I´m in a really cool hostel with alternative rock music in the common room, a free computer, a friendly kitchen, and a whole lot of international travelers (all except me young): male, female, maybe some inbetween, sprawled around drinking beer or reading or getting ready to go out again. I spent the morning at Sao Roque, where there is a chapel made entirely of precious stones with mosaics that look like paintings but are also precious stones. Had lunch with a view of rooftops and a castle. Spent the afternoon at the Tower of Belem and the Monastery of Jeronimo (St. Jerome), where Fernando Pessoa is buried, and where there is a perfect monument to him. There it is, amid all that wild baroque stonework (think Batalha and then some), a simple square marble column with quotations from two of Pessoa´s voices, including one of my favorite passages which is actually anti-church, so I´m amazed it´s there, in the middle of all that CHURCH. I took pictures from every angle. I´m so joyful I could just about levitate. The weather is warm but not Texas-hot. There is haze, but I don´t think it´s smoke. Unless it´s cigarette smoke. People smoke everywhere. My cold has escalated into an infection, but I was able to get some Amoxicillan from a Farmacia for just six Euros. I am just keeping that image of São Sebastião in my head: the wonderful figure of the man with his body full of holes, smiling and serene. I may have the upper respiratory infection from hell (that´s going to be fun on the airplane), but nothing disturbs the grin on my face that comes from having just spent a month in what I now consider to be the most lively, most loving, most emotional, most beautiful, most peaceful, most crime-free, most various country on earth.
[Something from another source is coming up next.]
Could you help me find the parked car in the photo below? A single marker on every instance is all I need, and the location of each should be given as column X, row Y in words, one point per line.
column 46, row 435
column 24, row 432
I just heard the news that Scotland Yard says it has foiled a plot to destroy a number of US planes on the way back to the US from the UK. That may or may not be true (both the plot and the foiling of it), but it certainly hit close to home, as I´m leaving here in two days on US Airways, assuming there are no changes beyond my control. As far as I know, no terrorist group has any particular gripe against Portugal, but US Airways is US Airways. So look: in the unlikely case that I end up being blown up on the way home, everybody should know I went happier than I´ve ever been in my life. This would be as good a time as any to go: full of beautiful images, good food, joy, peace, and more self-understanding than I think I´ve ever had. Manko has gained the confidence of knowing she can live alone for a month. If I have the chance to keep on living, I will certainly do so with gusto, but whatever comes next, I have had the vacation, the pilgrimage, the trip, and the joy of a lifetime. While of course I wish peace for the whole world and no more violence to anybody, as far as my personal future is concerned, whatever comes next is OK with me. I can hear the strains of “Don´t Cry for Me, Argentina” playing in the background of my head, and I laugh at that, too.